Apresentação escrita por Kong Rithdee, crítico de cinema do Bangkok Post e vice-diretor do Acervo Cinematográfico Tailandês (Thai Film Archive)
 
Sessão 35 mm / CineSesc / 17 de fevereiro de 2020

 
Todos os filmes de Apichatpong Weerasethakul são sobre transformação - da simples consciência ao reino do subconsciente, do homem à besta, da vigília ao sono, da luz às trevas, da lucidez à ambiguidade, da vida à doença e até à morte.
 
Mas nada está realmente morto: Apichatpong, como Andrei Tarkovsky e Béla Tarr, ou como o xamã desta parte do mundo, pratica a alquimia dos sonhos e a arte da reencarnação, onde a morte longa e não quantificável do cinema não significa um fim, mas apenas um ponto em uma roda - a roda do karma, do infinito ou a roda do rolo de filme por onde as imagens são projetadas e despertadas.
 
Com exceção de Cemitério de Esplendor, de 2015, Apichatpong filmou em película todos os seus longas-metragens. (Isso inclui o próximo, Memoria, filmado na Colômbia com Sayombhu Mukdeeprom, seu cinegrafista e colaborador de longa data, que também filmou Tio Boonmee).
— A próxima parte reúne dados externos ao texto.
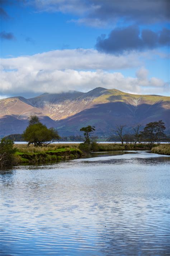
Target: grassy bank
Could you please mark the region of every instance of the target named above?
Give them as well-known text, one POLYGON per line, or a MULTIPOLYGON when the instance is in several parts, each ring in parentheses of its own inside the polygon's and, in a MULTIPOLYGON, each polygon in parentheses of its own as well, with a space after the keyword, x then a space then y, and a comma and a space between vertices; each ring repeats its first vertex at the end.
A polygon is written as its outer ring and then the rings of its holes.
POLYGON ((164 144, 152 149, 152 153, 162 155, 170 155, 170 144, 164 144))
MULTIPOLYGON (((150 145, 146 143, 137 144, 125 144, 123 146, 121 144, 116 143, 100 143, 98 144, 99 149, 100 151, 108 150, 150 150, 150 145)), ((154 145, 153 147, 156 146, 154 145)))
POLYGON ((58 162, 79 158, 82 152, 73 145, 49 145, 46 147, 27 147, 26 144, 15 144, 17 151, 15 154, 15 162, 18 164, 36 163, 58 162))

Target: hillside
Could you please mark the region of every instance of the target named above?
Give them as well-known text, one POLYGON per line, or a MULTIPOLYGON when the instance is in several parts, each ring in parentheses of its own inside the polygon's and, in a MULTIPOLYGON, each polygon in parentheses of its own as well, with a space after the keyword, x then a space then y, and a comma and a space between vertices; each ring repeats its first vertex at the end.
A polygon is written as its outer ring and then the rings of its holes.
POLYGON ((30 114, 38 116, 62 135, 76 135, 88 125, 99 134, 109 133, 117 124, 127 129, 137 123, 162 119, 169 129, 170 97, 137 95, 98 87, 87 93, 70 91, 44 94, 31 99, 15 97, 0 100, 0 135, 20 133, 30 114))

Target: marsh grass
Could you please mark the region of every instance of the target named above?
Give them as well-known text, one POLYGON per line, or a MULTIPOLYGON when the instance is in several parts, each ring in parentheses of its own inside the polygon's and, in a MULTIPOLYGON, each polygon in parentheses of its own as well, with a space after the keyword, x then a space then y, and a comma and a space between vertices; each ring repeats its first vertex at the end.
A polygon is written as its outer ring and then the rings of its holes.
POLYGON ((56 151, 58 149, 61 149, 62 151, 62 149, 64 150, 69 150, 74 148, 77 149, 79 144, 51 144, 46 147, 33 147, 32 145, 29 145, 27 147, 26 144, 15 144, 14 147, 16 148, 18 152, 26 154, 31 153, 44 153, 46 152, 52 151, 56 151))
POLYGON ((163 155, 170 155, 170 144, 164 144, 152 149, 152 152, 163 155))

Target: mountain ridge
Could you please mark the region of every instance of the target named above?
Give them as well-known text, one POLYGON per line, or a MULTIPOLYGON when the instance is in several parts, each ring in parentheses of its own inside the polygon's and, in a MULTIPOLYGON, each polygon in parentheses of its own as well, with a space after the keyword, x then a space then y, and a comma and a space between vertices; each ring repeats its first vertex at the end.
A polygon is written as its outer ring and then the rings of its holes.
POLYGON ((11 134, 10 130, 22 132, 30 114, 37 115, 48 127, 58 129, 61 135, 78 134, 80 127, 89 125, 95 126, 101 134, 116 123, 130 127, 159 119, 163 120, 168 130, 170 99, 98 87, 87 93, 46 93, 29 99, 18 96, 2 99, 0 135, 11 134))

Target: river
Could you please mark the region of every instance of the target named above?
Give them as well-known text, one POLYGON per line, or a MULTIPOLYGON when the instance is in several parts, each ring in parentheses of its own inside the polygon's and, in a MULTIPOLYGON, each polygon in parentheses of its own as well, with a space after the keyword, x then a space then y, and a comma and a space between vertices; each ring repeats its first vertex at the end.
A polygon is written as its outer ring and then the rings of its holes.
POLYGON ((169 255, 170 157, 126 153, 0 171, 1 256, 169 255))

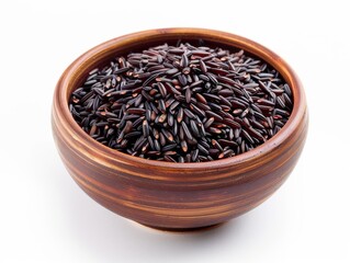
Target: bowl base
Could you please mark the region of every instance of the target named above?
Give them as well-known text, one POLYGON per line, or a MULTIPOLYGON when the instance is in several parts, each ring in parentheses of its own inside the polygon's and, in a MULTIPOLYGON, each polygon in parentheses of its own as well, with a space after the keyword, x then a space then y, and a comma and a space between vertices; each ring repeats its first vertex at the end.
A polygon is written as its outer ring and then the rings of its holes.
POLYGON ((155 226, 150 226, 150 225, 146 225, 146 224, 142 224, 142 222, 137 222, 144 227, 147 228, 151 228, 158 231, 166 231, 166 232, 201 232, 201 231, 207 231, 207 230, 212 230, 215 229, 217 227, 221 227, 222 225, 224 225, 225 222, 219 222, 219 224, 215 224, 215 225, 211 225, 211 226, 205 226, 205 227, 194 227, 194 228, 167 228, 167 227, 155 227, 155 226))

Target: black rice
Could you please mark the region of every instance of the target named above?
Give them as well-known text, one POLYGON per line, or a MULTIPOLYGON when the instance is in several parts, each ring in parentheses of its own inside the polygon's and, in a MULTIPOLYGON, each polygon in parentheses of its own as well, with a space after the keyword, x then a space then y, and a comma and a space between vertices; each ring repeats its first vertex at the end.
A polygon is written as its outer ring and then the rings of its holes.
POLYGON ((249 151, 293 110, 281 75, 244 50, 179 42, 120 56, 86 76, 69 110, 97 141, 151 160, 202 162, 249 151))

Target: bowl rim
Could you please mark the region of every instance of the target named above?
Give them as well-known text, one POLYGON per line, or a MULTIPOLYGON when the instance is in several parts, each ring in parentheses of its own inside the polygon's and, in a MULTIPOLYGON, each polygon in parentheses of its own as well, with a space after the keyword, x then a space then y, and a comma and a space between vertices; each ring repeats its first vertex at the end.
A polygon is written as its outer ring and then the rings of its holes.
MULTIPOLYGON (((192 37, 193 38, 193 37, 192 37)), ((167 38, 165 38, 165 42, 167 38)), ((196 170, 205 169, 212 170, 217 168, 229 168, 246 161, 255 160, 261 156, 268 155, 273 149, 278 148, 283 141, 286 140, 296 130, 298 124, 302 122, 304 114, 306 113, 306 100, 303 90, 303 85, 294 72, 294 70, 275 53, 269 48, 251 41, 246 37, 226 33, 216 30, 207 28, 194 28, 194 27, 172 27, 172 28, 158 28, 158 30, 147 30, 140 31, 123 36, 118 36, 106 41, 95 47, 92 47, 80 57, 78 57, 61 75, 55 90, 54 94, 54 107, 56 116, 60 122, 64 122, 65 132, 77 142, 89 148, 89 151, 95 152, 98 156, 103 157, 106 160, 121 161, 123 163, 128 163, 131 165, 146 165, 147 168, 159 168, 159 169, 170 169, 170 170, 196 170), (71 82, 71 78, 76 75, 82 65, 87 66, 87 61, 99 53, 115 47, 116 45, 128 45, 136 39, 139 42, 142 39, 149 39, 151 37, 169 37, 169 36, 201 36, 204 39, 210 39, 211 42, 222 43, 235 47, 242 48, 250 54, 263 59, 272 67, 274 67, 284 78, 284 80, 291 87, 293 93, 293 110, 292 114, 286 122, 286 124, 281 128, 281 130, 271 137, 269 140, 262 145, 253 148, 250 151, 237 155, 235 157, 224 158, 221 160, 207 161, 207 162, 189 162, 189 163, 176 163, 167 161, 147 160, 139 157, 133 157, 131 155, 121 152, 118 150, 109 148, 100 144, 99 141, 91 138, 82 128, 76 123, 68 107, 68 87, 71 82)), ((94 158, 94 161, 99 161, 94 158)), ((105 160, 101 160, 105 163, 105 160)))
Para um cineasta que parece pensar muito em nascimento e morte - não literais, mas cinematográficos -, filmar em película não é apenas natural, mas também essencial para a concepção da obra. Para ele, um filme existe, e a película (significando tiras e rolos de filmes táteis e tangíveis) permite essa existência. Sem um, não existe o outro. É inevitável, é a única maneira de conceber um filme.
 
Tio Boonmee estreou em Cannes em 2010 - não acredito que já fazem 10 anos. De certa forma, o filme foi lançado no início de uma década que seria inundada por uma superabundância de imagens descartáveis, triviais e de vida curta, possibilitadas pela tecnologia digital. Tio Boonmee também apresenta um homem que estudou fotografia antes de se tornar um fantasma, e isso talvez tenha sido uma profecia, porque a fotografia, ou a cinematografia, passou por tantas transformações físicas e espirituais nos anos que se seguiram ao lançamento do filme.
 
A cada exibição, um filme ganha uma nova vida, especialmente um filme como este. Tio Boonmee pode recordar muitas vidas passadas e, nesse sentido, a platéia, sentada na sala escura para assistir à luz atomizada, irradiada através do filme, está sempre em harmonia com ele.